# Lost Grey w/ Red stripe frame raft and oars



## rvboater19 (May 23, 2011)

Hey man I saw your boat pinned on river right pretty badly while I was driving down the canyon. Not sure which mile marker it was near but it was down the canyon about a mile from the light that goes to blackhawk. Good luck with everything


----------



## mp (Feb 4, 2004)

it was eddied out at the top of the golden whitewater park right across from the RV park at 9:30 am on Sunday. It was not moving someone was over on that side of the river with it, hope it was you.


----------



## coloclimber512 (Aug 29, 2009)

This must be the boat that J.Thompson tried to get out.
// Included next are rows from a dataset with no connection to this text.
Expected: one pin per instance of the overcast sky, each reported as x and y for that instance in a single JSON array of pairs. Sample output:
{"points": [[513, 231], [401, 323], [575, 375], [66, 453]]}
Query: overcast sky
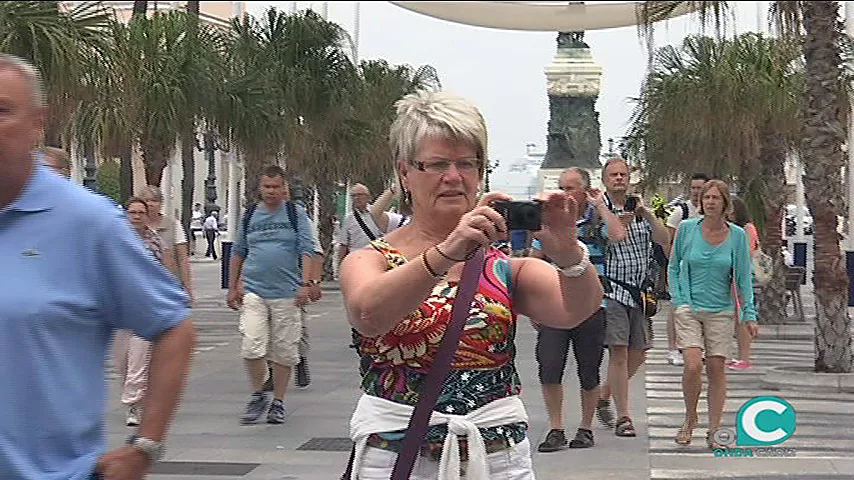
{"points": [[501, 71]]}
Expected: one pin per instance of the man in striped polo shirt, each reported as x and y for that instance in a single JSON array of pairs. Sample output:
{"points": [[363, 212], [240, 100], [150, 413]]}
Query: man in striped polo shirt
{"points": [[597, 226]]}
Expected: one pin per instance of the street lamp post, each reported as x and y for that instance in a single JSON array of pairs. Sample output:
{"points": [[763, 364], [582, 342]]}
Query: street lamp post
{"points": [[210, 183], [90, 168]]}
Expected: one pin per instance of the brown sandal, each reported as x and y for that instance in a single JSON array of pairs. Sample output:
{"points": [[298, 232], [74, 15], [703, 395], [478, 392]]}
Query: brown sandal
{"points": [[710, 440], [625, 428], [683, 436]]}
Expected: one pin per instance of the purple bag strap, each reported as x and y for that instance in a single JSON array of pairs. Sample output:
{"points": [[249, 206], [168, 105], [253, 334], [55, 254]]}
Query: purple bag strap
{"points": [[418, 422]]}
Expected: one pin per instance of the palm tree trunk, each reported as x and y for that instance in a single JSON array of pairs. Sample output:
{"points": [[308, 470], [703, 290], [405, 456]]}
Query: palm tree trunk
{"points": [[823, 161], [126, 172], [326, 191], [154, 160], [188, 183], [771, 298], [254, 164], [188, 136]]}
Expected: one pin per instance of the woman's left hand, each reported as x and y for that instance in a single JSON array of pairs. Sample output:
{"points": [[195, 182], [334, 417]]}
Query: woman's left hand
{"points": [[558, 235]]}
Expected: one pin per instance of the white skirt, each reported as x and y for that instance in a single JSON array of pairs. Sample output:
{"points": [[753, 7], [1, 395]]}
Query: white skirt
{"points": [[510, 464]]}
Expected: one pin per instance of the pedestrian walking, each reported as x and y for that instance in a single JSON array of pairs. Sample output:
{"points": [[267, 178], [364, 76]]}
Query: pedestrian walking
{"points": [[740, 216], [196, 226], [596, 227], [211, 227], [132, 353], [627, 266], [271, 280], [172, 233], [74, 272], [399, 292], [682, 210], [709, 255]]}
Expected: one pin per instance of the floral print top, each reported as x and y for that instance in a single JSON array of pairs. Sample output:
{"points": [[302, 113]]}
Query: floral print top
{"points": [[482, 370]]}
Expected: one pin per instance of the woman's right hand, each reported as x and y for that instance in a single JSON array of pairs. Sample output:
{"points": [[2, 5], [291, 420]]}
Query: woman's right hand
{"points": [[480, 227]]}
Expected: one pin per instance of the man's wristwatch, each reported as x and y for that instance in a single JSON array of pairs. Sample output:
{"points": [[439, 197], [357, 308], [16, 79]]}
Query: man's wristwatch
{"points": [[575, 271], [154, 449]]}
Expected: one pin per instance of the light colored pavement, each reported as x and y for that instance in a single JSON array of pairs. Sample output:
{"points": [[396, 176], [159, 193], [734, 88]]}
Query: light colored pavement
{"points": [[823, 440], [206, 440]]}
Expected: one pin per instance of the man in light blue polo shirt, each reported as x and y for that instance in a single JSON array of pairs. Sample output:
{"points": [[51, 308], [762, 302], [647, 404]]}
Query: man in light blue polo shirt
{"points": [[270, 289], [73, 272]]}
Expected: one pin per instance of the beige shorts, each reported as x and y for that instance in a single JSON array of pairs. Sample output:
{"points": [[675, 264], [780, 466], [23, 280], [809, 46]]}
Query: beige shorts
{"points": [[271, 328], [711, 331]]}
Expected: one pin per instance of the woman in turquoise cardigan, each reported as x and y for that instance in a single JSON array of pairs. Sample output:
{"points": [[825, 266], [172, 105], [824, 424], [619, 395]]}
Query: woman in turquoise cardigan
{"points": [[709, 255]]}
We helped him get a ducky out of the river at double knife rapid on upper clear creek. Looks like he tried to brinyour boat to shore as well. But didn't have much luck. Just in the 20 mind or so of getting the ducky out, 2 raft paddles floated down and there was more stuff in eddies all the way to ccpp im sure. Hope you're able to retrieve your raft. ....here is the post regarding your boat. http://www.mountainbuzz.com/forums/f11/your-lost-boat-s-on-clear-creek-37932.html


----------



## cpax (Jun 26, 2011)

*Thanks*

Thanks mp, 

I got your phone call but the raft was gone by the time I got there. Hopefully the person who salvaged the wreck can get a hold of me.

Regards, 

Calvin


----------



## J. Thompson (Jun 14, 2011)

Calvin,

I think I have your bow line, D ring , carabiner, and cam strap.
Give me a call and I'll get them back to you.
720-298-3753

josh


----------